C++ installation of SIREN

To use SIREN in a C++ project, there are a few more steps.

We will be trying to keep our source, build, and install directories separate. To this end, these instructions will assume the following directory structure:

| local (for installing built libraries, headers, and binaries)
|  --lib
|  --include
|  --bin
| source (source code for SIREN and other dependencies)
|  --SIREN
|     --build (for building SIREN)
|  --(SIREN dependencies...)

git clone [email protected]:Harvard-Neutrino/SIREN.git

or

git clone https://github.com/Harvard-Neutrino/SIREN.git

to download the source code. To download the submodules, run

git submodule update --init

Now cd SIREN/build to get to the build directory. We call cmake

cmake ../ -DCMAKE_INSTALL_PREFIX=../../local

This tells cmake to install the shared objects in the local directory. CMake prepares a Makefile which calls the g++ compiler with the necessary instructions to compile. So now you'll call

make -j4 && make install

to build the project and install the project. Now you need to set all the environmental variables so this actually works.
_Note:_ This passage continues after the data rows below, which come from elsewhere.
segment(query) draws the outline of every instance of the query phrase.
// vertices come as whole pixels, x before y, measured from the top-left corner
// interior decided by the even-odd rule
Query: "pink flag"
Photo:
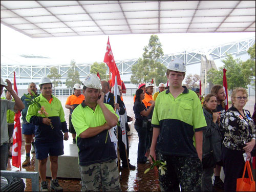
[[[228,109],[228,102],[227,99],[227,78],[226,77],[226,72],[227,70],[226,69],[223,69],[223,87],[225,90],[225,94],[226,94],[226,99],[225,100],[225,106],[226,108],[226,111]]]
[[[17,89],[17,85],[16,84],[15,72],[14,73],[13,78],[13,87],[14,90],[18,95],[18,90]],[[18,111],[18,112],[15,113],[14,117],[14,130],[13,132],[13,143],[12,144],[12,165],[20,167],[22,170],[21,165],[21,157],[20,149],[22,148],[22,130],[20,129],[20,121],[19,117],[20,117],[20,112]]]

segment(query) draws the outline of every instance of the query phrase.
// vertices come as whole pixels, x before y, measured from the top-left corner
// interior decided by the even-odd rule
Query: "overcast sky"
[[[255,36],[255,33],[157,34],[164,54],[207,48]],[[151,34],[110,35],[115,60],[142,57]],[[1,25],[1,55],[28,54],[57,58],[63,64],[103,62],[108,35],[31,38]]]

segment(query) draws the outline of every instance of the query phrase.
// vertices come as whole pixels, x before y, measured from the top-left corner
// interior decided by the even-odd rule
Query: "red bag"
[[[248,178],[244,178],[246,169],[247,170]],[[237,180],[237,191],[255,191],[255,181],[253,180],[249,161],[245,162],[243,177]]]

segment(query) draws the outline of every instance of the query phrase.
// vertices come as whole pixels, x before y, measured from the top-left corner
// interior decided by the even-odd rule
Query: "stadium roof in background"
[[[1,1],[1,24],[32,38],[255,31],[255,1]]]

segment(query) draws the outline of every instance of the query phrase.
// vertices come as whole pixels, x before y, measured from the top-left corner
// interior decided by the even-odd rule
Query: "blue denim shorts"
[[[63,140],[44,142],[36,139],[35,145],[36,159],[44,159],[48,157],[58,156],[64,154]]]
[[[31,123],[22,123],[22,134],[31,135],[35,134],[35,125]]]

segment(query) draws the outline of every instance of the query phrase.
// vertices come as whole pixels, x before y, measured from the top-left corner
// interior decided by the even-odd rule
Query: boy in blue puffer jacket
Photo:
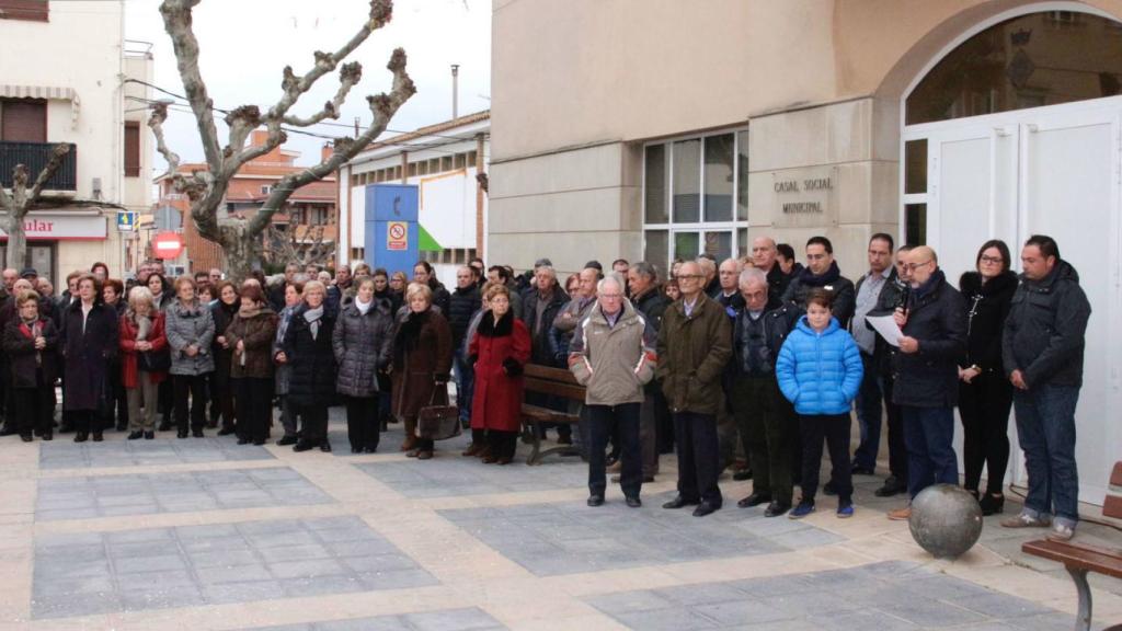
[[[830,313],[830,294],[816,290],[807,314],[788,336],[775,362],[779,387],[799,414],[802,433],[802,499],[789,514],[801,519],[815,511],[822,438],[830,451],[838,491],[838,516],[853,516],[849,468],[849,408],[861,387],[857,342]]]

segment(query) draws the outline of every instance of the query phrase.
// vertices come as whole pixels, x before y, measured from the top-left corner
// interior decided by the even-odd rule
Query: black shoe
[[[767,504],[767,507],[764,510],[764,516],[765,518],[778,518],[779,515],[781,515],[781,514],[783,514],[783,513],[785,513],[785,512],[788,512],[790,510],[791,510],[791,504],[790,503],[773,501],[771,504]]]
[[[873,495],[876,495],[877,497],[892,497],[893,495],[899,495],[904,491],[908,491],[908,486],[900,484],[894,477],[890,477],[884,481],[884,486],[873,492]]]
[[[990,493],[986,493],[978,500],[978,505],[982,506],[983,515],[994,515],[997,513],[1005,512],[1005,496],[999,495],[994,497]]]
[[[751,509],[752,506],[758,506],[760,504],[766,504],[771,502],[771,495],[764,493],[753,493],[744,500],[736,503],[737,506],[742,509]]]
[[[682,506],[696,506],[700,503],[699,500],[687,500],[681,495],[675,496],[673,500],[666,502],[662,505],[663,509],[681,509]]]
[[[720,504],[710,504],[709,502],[701,502],[698,507],[693,509],[693,516],[703,518],[709,513],[714,513],[720,510]]]
[[[733,479],[736,482],[744,482],[745,479],[752,479],[752,469],[745,467],[743,469],[736,469],[733,472]]]

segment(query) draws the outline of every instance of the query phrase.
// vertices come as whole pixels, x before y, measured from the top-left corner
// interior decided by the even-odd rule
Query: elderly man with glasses
[[[588,410],[588,505],[604,503],[608,436],[623,443],[619,485],[627,505],[642,505],[643,468],[638,424],[643,386],[654,377],[657,357],[654,329],[624,296],[624,283],[611,274],[599,282],[596,304],[580,321],[569,347],[569,369],[586,386]]]
[[[903,336],[893,363],[892,391],[904,420],[908,446],[908,495],[911,500],[932,484],[958,484],[955,405],[958,359],[966,353],[966,303],[939,268],[935,250],[920,246],[905,256],[911,275],[908,302],[896,309]],[[893,340],[890,340],[893,341]],[[889,512],[907,520],[911,505]]]
[[[666,309],[659,329],[656,376],[678,442],[678,496],[662,507],[697,505],[693,515],[705,516],[721,505],[717,412],[725,401],[721,376],[733,355],[733,332],[725,310],[705,294],[700,265],[683,263],[678,286],[682,298]]]

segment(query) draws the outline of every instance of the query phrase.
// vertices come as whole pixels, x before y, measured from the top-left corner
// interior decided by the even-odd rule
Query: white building
[[[364,246],[368,185],[415,184],[421,258],[456,286],[456,267],[486,250],[487,194],[476,174],[487,172],[489,137],[490,111],[476,112],[375,143],[340,167],[338,260],[375,264]]]
[[[27,265],[56,286],[94,262],[131,268],[116,208],[146,211],[151,147],[145,127],[153,62],[125,40],[125,2],[0,0],[0,182],[24,163],[34,174],[57,143],[73,145],[47,194],[73,200],[28,214]]]

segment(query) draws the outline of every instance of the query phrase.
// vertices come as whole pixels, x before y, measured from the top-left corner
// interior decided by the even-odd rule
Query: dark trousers
[[[381,437],[378,422],[378,396],[344,396],[347,439],[351,449],[377,449]]]
[[[638,419],[642,403],[586,405],[588,410],[588,492],[604,495],[607,487],[604,450],[608,437],[618,430],[620,442],[619,486],[627,497],[638,497],[643,486],[643,459],[638,448]]]
[[[236,424],[237,406],[233,403],[234,386],[229,375],[220,375],[218,371],[210,374],[208,379],[211,395],[211,424],[217,426],[219,421],[223,428],[231,428]],[[269,379],[272,382],[272,379]],[[270,387],[272,390],[272,387]]]
[[[861,388],[854,402],[857,409],[857,426],[861,429],[861,443],[853,454],[853,464],[866,469],[876,468],[876,454],[881,450],[881,419],[884,417],[884,393],[881,391],[876,360],[872,355],[861,354],[861,364],[865,368],[861,377]],[[891,448],[890,448],[891,451]]]
[[[291,396],[291,395],[289,395]],[[300,438],[315,445],[328,439],[328,406],[293,404],[293,411],[300,417]]]
[[[180,432],[187,431],[188,395],[191,397],[191,429],[203,429],[206,415],[206,375],[172,375],[172,385],[175,401],[175,424],[178,426]]]
[[[791,442],[794,410],[774,376],[736,377],[733,411],[752,466],[752,490],[791,503]]]
[[[702,501],[720,506],[717,417],[675,412],[674,441],[678,443],[678,494],[687,502]]]
[[[12,405],[8,423],[20,436],[43,435],[53,429],[55,417],[54,384],[44,385],[43,371],[36,372],[38,387],[10,387]]]
[[[958,415],[963,420],[964,486],[977,491],[982,467],[986,493],[1000,495],[1009,466],[1009,411],[1013,384],[1001,373],[982,373],[971,383],[958,384]]]
[[[482,432],[484,430],[471,430],[472,440],[475,439],[476,431]],[[514,450],[518,445],[518,432],[489,429],[487,430],[486,441],[487,449],[490,450],[491,456],[514,459]]]
[[[955,409],[901,406],[908,442],[908,495],[914,499],[932,484],[958,485],[955,456]]]
[[[818,473],[822,466],[822,440],[830,452],[830,479],[838,491],[838,502],[853,499],[853,470],[849,465],[849,414],[799,414],[802,429],[802,501],[813,502],[818,493]],[[753,472],[755,473],[755,472]]]
[[[241,377],[230,385],[238,396],[238,438],[265,440],[273,424],[273,379]]]

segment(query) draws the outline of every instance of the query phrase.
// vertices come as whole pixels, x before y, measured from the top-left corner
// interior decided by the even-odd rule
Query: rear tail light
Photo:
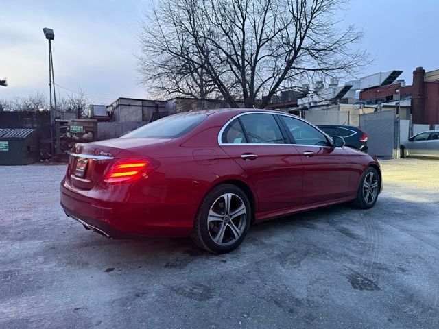
[[[363,137],[359,138],[360,142],[367,142],[368,141],[368,135],[366,132],[363,132]]]
[[[115,163],[104,178],[107,184],[127,183],[147,177],[154,169],[145,160],[126,159]]]

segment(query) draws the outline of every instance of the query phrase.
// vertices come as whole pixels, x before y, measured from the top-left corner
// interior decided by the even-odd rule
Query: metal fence
[[[420,132],[423,132],[429,130],[430,130],[430,125],[420,125],[420,124],[413,125],[414,135],[416,135],[416,134],[419,134]]]
[[[310,110],[305,119],[315,125],[348,125],[349,112],[329,110]]]
[[[410,121],[400,120],[399,121],[399,143],[402,143],[408,141],[410,137]]]
[[[377,156],[396,156],[400,130],[395,110],[360,114],[359,125],[368,134],[368,153]]]

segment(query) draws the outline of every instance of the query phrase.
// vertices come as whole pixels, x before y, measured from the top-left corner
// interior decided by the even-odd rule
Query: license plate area
[[[87,171],[88,160],[87,159],[79,158],[76,160],[76,167],[75,167],[75,176],[84,178]]]

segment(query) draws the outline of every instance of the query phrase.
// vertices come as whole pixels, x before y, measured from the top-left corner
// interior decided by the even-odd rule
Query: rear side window
[[[222,141],[228,144],[241,144],[247,143],[246,135],[242,130],[241,123],[237,119],[233,120],[224,130]]]
[[[427,141],[428,139],[429,136],[430,135],[429,132],[423,132],[421,134],[419,134],[416,136],[415,136],[413,138],[413,141]]]
[[[283,144],[281,129],[272,114],[246,114],[240,118],[250,143]]]
[[[188,133],[207,117],[206,114],[174,114],[145,125],[121,136],[122,138],[175,138]]]
[[[328,134],[331,137],[339,135],[338,130],[335,127],[319,127],[322,130]]]
[[[341,136],[342,137],[350,137],[355,135],[356,133],[356,132],[351,130],[350,129],[342,128],[340,127],[338,128],[338,131],[340,132],[340,135],[338,136]]]

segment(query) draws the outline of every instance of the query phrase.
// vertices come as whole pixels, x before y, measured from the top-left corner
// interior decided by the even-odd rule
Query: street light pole
[[[55,153],[55,143],[54,143],[54,110],[56,110],[56,95],[55,94],[55,79],[54,77],[54,60],[52,58],[52,44],[51,40],[55,38],[54,30],[45,27],[43,29],[44,36],[49,40],[49,110],[50,110],[50,136],[52,154]],[[54,101],[55,102],[55,108],[52,106],[52,88],[54,89]]]

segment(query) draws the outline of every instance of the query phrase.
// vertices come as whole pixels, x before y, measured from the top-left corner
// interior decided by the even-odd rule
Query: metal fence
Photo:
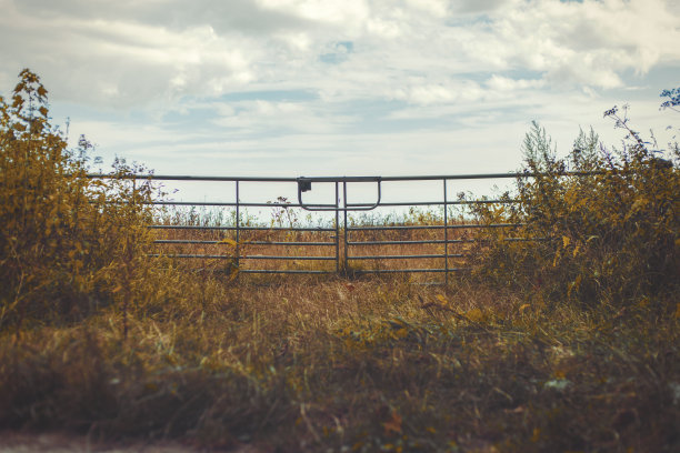
[[[576,174],[576,173],[574,173]],[[112,178],[90,174],[90,178]],[[201,262],[222,262],[218,269],[238,274],[331,274],[331,273],[423,273],[443,275],[448,282],[451,274],[468,270],[469,244],[474,242],[471,230],[501,228],[518,224],[476,224],[470,220],[454,219],[452,207],[471,203],[508,203],[511,200],[452,199],[449,183],[457,180],[502,180],[531,177],[528,173],[487,173],[427,177],[339,177],[339,178],[238,178],[190,175],[130,175],[128,179],[152,180],[173,183],[228,182],[233,184],[233,201],[153,201],[152,204],[168,209],[180,207],[227,210],[227,224],[201,224],[186,222],[181,217],[169,221],[159,219],[149,228],[159,230],[156,240],[159,250],[153,255],[166,255]],[[441,184],[439,195],[430,200],[386,201],[388,185],[404,182]],[[257,184],[260,190],[267,184],[290,185],[297,193],[296,202],[248,201],[243,184]],[[356,184],[372,185],[374,193],[369,201],[350,200],[349,188]],[[317,187],[330,187],[332,200],[309,201],[309,192]],[[366,192],[366,191],[364,191]],[[277,193],[271,193],[276,197]],[[441,212],[428,222],[367,224],[352,221],[351,215],[374,211],[379,208],[406,209],[428,207]],[[260,208],[288,212],[299,209],[316,215],[324,213],[330,219],[326,224],[264,225],[243,219],[244,210]],[[422,209],[422,208],[421,208]],[[186,220],[186,219],[184,219]]]

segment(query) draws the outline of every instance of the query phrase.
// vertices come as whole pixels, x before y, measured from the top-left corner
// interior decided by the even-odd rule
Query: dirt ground
[[[203,449],[178,442],[101,443],[87,436],[60,433],[0,432],[0,453],[190,453]],[[251,446],[230,450],[231,453],[258,453]]]

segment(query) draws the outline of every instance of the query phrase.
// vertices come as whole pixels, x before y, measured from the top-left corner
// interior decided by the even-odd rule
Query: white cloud
[[[116,119],[81,121],[102,145],[149,157],[200,143],[213,159],[243,153],[242,165],[317,149],[314,164],[364,159],[394,173],[426,142],[441,162],[462,159],[447,148],[466,133],[513,147],[504,152],[514,162],[517,144],[499,134],[519,142],[539,119],[571,137],[588,112],[601,117],[622,92],[642,97],[647,74],[680,67],[674,0],[0,0],[0,9],[2,90],[29,67],[52,102]],[[271,94],[280,91],[309,97]],[[493,163],[507,168],[501,158]]]

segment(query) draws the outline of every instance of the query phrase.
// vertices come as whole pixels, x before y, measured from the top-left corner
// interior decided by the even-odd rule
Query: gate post
[[[449,213],[447,205],[447,179],[444,183],[444,284],[449,284]]]

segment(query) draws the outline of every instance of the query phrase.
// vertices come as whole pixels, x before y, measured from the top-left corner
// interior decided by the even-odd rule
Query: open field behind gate
[[[452,195],[449,187],[456,180],[517,178],[512,173],[391,178],[152,178],[164,182],[232,183],[232,201],[154,201],[162,213],[158,222],[150,225],[157,231],[153,254],[182,260],[182,265],[190,269],[231,275],[237,271],[239,274],[408,273],[416,280],[432,281],[437,278],[447,282],[451,274],[469,270],[469,258],[474,253],[474,238],[480,229],[506,229],[510,233],[518,226],[480,224],[467,211],[470,204],[508,203],[512,200],[462,199]],[[297,200],[289,201],[271,192],[269,200],[277,201],[253,201],[243,191],[243,183],[250,188],[254,183],[264,192],[268,184],[276,190],[284,183],[288,189],[294,188]],[[429,184],[430,188],[432,183],[439,184],[439,195],[416,200],[411,194],[400,199],[399,193],[394,195],[391,190],[403,183],[411,184],[414,193],[418,193],[418,188],[413,188],[413,183]],[[352,198],[354,185],[363,185],[364,193]],[[313,200],[309,193],[313,190],[323,192],[326,199],[319,202],[317,197],[317,200],[308,201]],[[203,210],[203,215],[197,215],[197,209]],[[248,209],[264,210],[264,219],[249,217]],[[384,209],[401,210],[401,214],[376,214]],[[406,209],[410,209],[409,213]]]

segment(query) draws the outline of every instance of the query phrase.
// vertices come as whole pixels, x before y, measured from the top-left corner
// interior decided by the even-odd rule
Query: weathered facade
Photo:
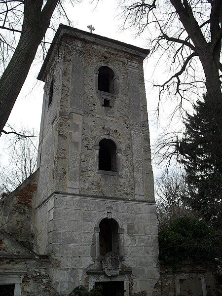
[[[45,84],[36,252],[57,260],[49,274],[60,293],[114,281],[122,295],[151,295],[159,271],[148,51],[68,27],[57,35],[38,77]]]
[[[31,270],[47,269],[51,292],[101,285],[113,296],[151,295],[159,279],[143,69],[148,52],[61,25],[44,62],[35,188],[33,181],[24,187],[32,191],[18,225],[8,226],[10,198],[3,202],[2,233],[32,250]],[[2,266],[9,276],[13,267]],[[23,282],[30,269],[21,269]]]

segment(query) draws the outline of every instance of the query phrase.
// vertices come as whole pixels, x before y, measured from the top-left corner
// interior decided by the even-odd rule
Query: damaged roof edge
[[[63,32],[62,32],[63,30],[64,31]],[[88,40],[89,40],[90,38],[92,38],[95,39],[99,39],[110,43],[116,44],[117,45],[124,48],[125,50],[128,49],[129,50],[131,50],[131,51],[134,51],[135,52],[134,54],[136,54],[136,53],[137,53],[137,55],[141,56],[144,58],[145,58],[149,54],[150,52],[149,49],[146,49],[145,48],[138,47],[137,46],[135,46],[131,44],[129,44],[120,41],[114,40],[114,39],[111,39],[107,37],[104,37],[104,36],[97,35],[97,34],[90,33],[89,32],[79,30],[78,29],[72,28],[72,27],[66,26],[63,24],[60,24],[57,31],[56,31],[48,52],[47,53],[46,56],[44,60],[39,73],[37,77],[37,79],[38,80],[44,81],[44,75],[46,65],[49,61],[50,57],[53,52],[55,45],[56,44],[59,43],[64,34],[67,35],[69,34],[69,33],[70,34],[71,36],[73,36],[73,34],[75,33],[76,34],[76,37],[81,39],[83,39],[83,35],[85,36],[85,38],[87,38],[87,37],[88,38]],[[79,35],[79,36],[78,36],[78,34]],[[81,36],[80,36],[80,35],[81,35]],[[93,41],[92,41],[92,42]]]

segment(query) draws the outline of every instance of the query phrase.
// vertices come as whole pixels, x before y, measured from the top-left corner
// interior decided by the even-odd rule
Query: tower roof
[[[145,59],[149,53],[149,49],[146,49],[138,47],[131,44],[114,40],[85,32],[75,28],[66,26],[63,24],[60,24],[48,51],[45,59],[40,70],[39,73],[37,78],[39,80],[43,81],[44,75],[47,67],[47,65],[50,59],[50,57],[53,52],[53,49],[56,44],[59,44],[61,39],[64,36],[69,36],[74,38],[83,40],[87,42],[91,42],[94,44],[98,44],[102,45],[105,47],[109,47],[118,50],[124,51],[132,54],[132,55],[139,56]]]

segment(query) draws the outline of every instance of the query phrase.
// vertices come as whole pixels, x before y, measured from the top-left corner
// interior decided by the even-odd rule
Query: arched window
[[[116,172],[116,146],[114,142],[103,139],[99,146],[99,170]]]
[[[103,66],[99,69],[98,90],[111,94],[115,93],[114,74],[109,67]]]
[[[48,96],[48,107],[50,106],[52,102],[52,97],[53,96],[53,88],[54,88],[54,78],[52,78],[51,80],[50,87],[49,88],[49,94]]]
[[[118,224],[112,219],[104,218],[99,224],[100,255],[110,252],[119,252]]]

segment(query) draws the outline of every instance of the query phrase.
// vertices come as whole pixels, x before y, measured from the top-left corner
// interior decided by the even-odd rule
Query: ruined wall
[[[155,296],[222,295],[221,277],[219,278],[215,265],[210,262],[182,262],[174,269],[160,261],[160,267],[161,280],[156,285]]]
[[[0,200],[0,231],[12,235],[31,249],[33,248],[36,229],[33,199],[38,180],[37,170]]]

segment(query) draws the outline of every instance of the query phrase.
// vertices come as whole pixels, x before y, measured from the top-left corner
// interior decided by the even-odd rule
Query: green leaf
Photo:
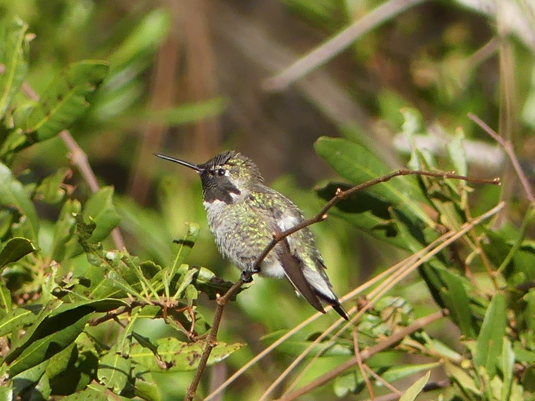
[[[199,291],[208,296],[210,299],[215,299],[218,295],[221,295],[226,292],[234,285],[232,281],[227,281],[217,277],[211,271],[205,267],[190,267],[189,268],[197,271],[193,275],[193,285]],[[242,286],[236,292],[236,295],[247,288]],[[236,299],[235,295],[231,298],[231,300]]]
[[[52,137],[80,117],[89,107],[87,95],[108,70],[105,63],[86,60],[71,64],[57,76],[22,123],[29,138],[25,146]]]
[[[203,102],[181,104],[161,110],[142,111],[138,117],[140,122],[178,126],[218,115],[225,109],[224,99],[216,97]]]
[[[134,394],[147,401],[162,401],[159,388],[155,383],[150,373],[136,376],[134,383]]]
[[[431,371],[429,371],[425,376],[415,382],[410,387],[407,389],[400,398],[400,401],[414,401],[418,394],[422,392],[422,389],[425,385],[425,383],[429,380],[429,375]]]
[[[13,96],[19,91],[28,71],[28,25],[14,18],[4,26],[0,34],[0,63],[5,70],[0,74],[0,118],[4,116]]]
[[[347,184],[330,183],[316,190],[322,199],[328,201],[338,188],[346,190],[350,188],[351,186]],[[392,218],[391,208],[393,208],[391,204],[381,197],[362,191],[340,200],[329,211],[329,213],[343,219],[381,241],[401,249],[412,251],[408,242],[417,241],[412,234],[410,234],[410,238],[408,238],[399,229]],[[401,211],[396,210],[396,215],[402,218],[403,223],[406,225],[406,231],[419,236],[422,241],[424,234],[421,228],[411,222]],[[418,242],[417,248],[422,248],[421,243]]]
[[[12,401],[13,382],[11,380],[0,386],[0,401]]]
[[[66,193],[64,181],[72,175],[70,168],[58,168],[55,173],[43,179],[35,189],[34,198],[50,204],[59,203]]]
[[[169,367],[166,369],[169,372],[192,371],[196,369],[198,365],[205,345],[206,343],[204,341],[188,343],[174,337],[160,338],[158,340],[158,354]],[[208,365],[222,361],[242,346],[242,344],[238,343],[227,344],[218,342],[217,345],[212,350],[208,359]],[[140,344],[132,346],[130,358],[150,372],[162,371],[152,352]]]
[[[460,175],[466,175],[468,174],[466,153],[464,152],[464,147],[463,146],[463,139],[464,139],[464,133],[462,129],[458,128],[455,133],[455,137],[448,142],[446,145],[449,158],[455,168],[455,173]]]
[[[82,251],[77,238],[74,237],[76,228],[74,214],[82,210],[82,206],[77,199],[67,199],[59,211],[59,215],[54,225],[54,235],[50,247],[50,259],[58,262],[68,256],[73,256]]]
[[[107,312],[127,305],[119,299],[51,303],[4,358],[13,376],[50,359],[74,341],[94,312]],[[56,307],[57,306],[57,307]]]
[[[440,362],[435,362],[431,364],[405,365],[395,366],[389,368],[384,373],[381,374],[381,377],[386,381],[391,383],[423,371],[430,371],[430,369],[435,368],[441,364],[441,363]]]
[[[123,357],[113,347],[101,358],[97,376],[104,385],[119,394],[128,383],[132,359]]]
[[[201,226],[196,223],[186,223],[188,232],[184,238],[173,241],[173,259],[171,265],[171,276],[182,264],[189,254],[199,236]]]
[[[11,312],[12,306],[11,292],[5,286],[3,279],[0,277],[0,307],[2,308],[0,309],[0,318],[3,319],[6,313]]]
[[[467,337],[476,337],[470,299],[464,289],[463,279],[447,269],[435,269],[433,272],[439,277],[442,286],[440,296],[445,307],[449,310],[450,316],[461,332]]]
[[[39,220],[35,207],[18,180],[12,176],[11,171],[0,163],[0,205],[17,211],[21,216],[12,226],[14,231],[20,236],[34,243],[37,240]]]
[[[86,203],[83,218],[87,221],[90,217],[96,224],[90,242],[102,241],[119,225],[120,218],[113,206],[113,187],[105,187],[91,195]]]
[[[510,399],[514,377],[515,352],[513,350],[511,342],[506,336],[503,337],[500,368],[503,374],[501,399],[502,401],[508,401]]]
[[[341,176],[354,184],[360,184],[390,173],[386,165],[366,148],[340,138],[321,137],[314,148]],[[425,213],[422,205],[427,201],[414,177],[396,177],[390,181],[367,189],[426,226],[434,227],[435,223]]]
[[[40,311],[34,307],[22,307],[6,314],[0,320],[0,337],[32,324],[37,320]]]
[[[496,292],[487,309],[474,351],[473,363],[484,367],[492,379],[496,374],[498,358],[502,352],[507,325],[505,299]]]
[[[110,56],[110,64],[115,69],[131,63],[132,59],[140,57],[141,53],[155,52],[166,37],[170,24],[171,16],[164,10],[157,9],[148,13]]]
[[[0,251],[0,272],[7,265],[24,257],[35,250],[32,241],[25,238],[12,238]]]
We recommend putting the followig commands into a env.sh script that can load the environment.

export PROJECTSPACE=/path/to/parent/directory
export PROJECTBUILDPATH=$PROJECTSPACE/local
export PROJECTSOURCEPATH=$PROJECTSPACE/source
export PREFIX=$PROJECTBUILDPATH
# On linux:
export LD_LIBRARY_PATH=$PROJECTBUILDPATH/lib/:$LD_LIBRARY_PATH
# On mac:
export DYLD_FALLBACK_LIBRARY_PATH=$PROJECTBUILDPATH/lib/:$DYLD_FALLBACK_LIBRARY_PATH

Now you should be good to go!

Making Contributions

If you would like to make contributions to this project, please create a branch off of the main branch and name it something following the template: $YourLastName/$YourSubProject. Work on this branch until you have made the changes you wished to see and your branch is stable. Then, pull from main, and create a pull request to merge your branch back into main.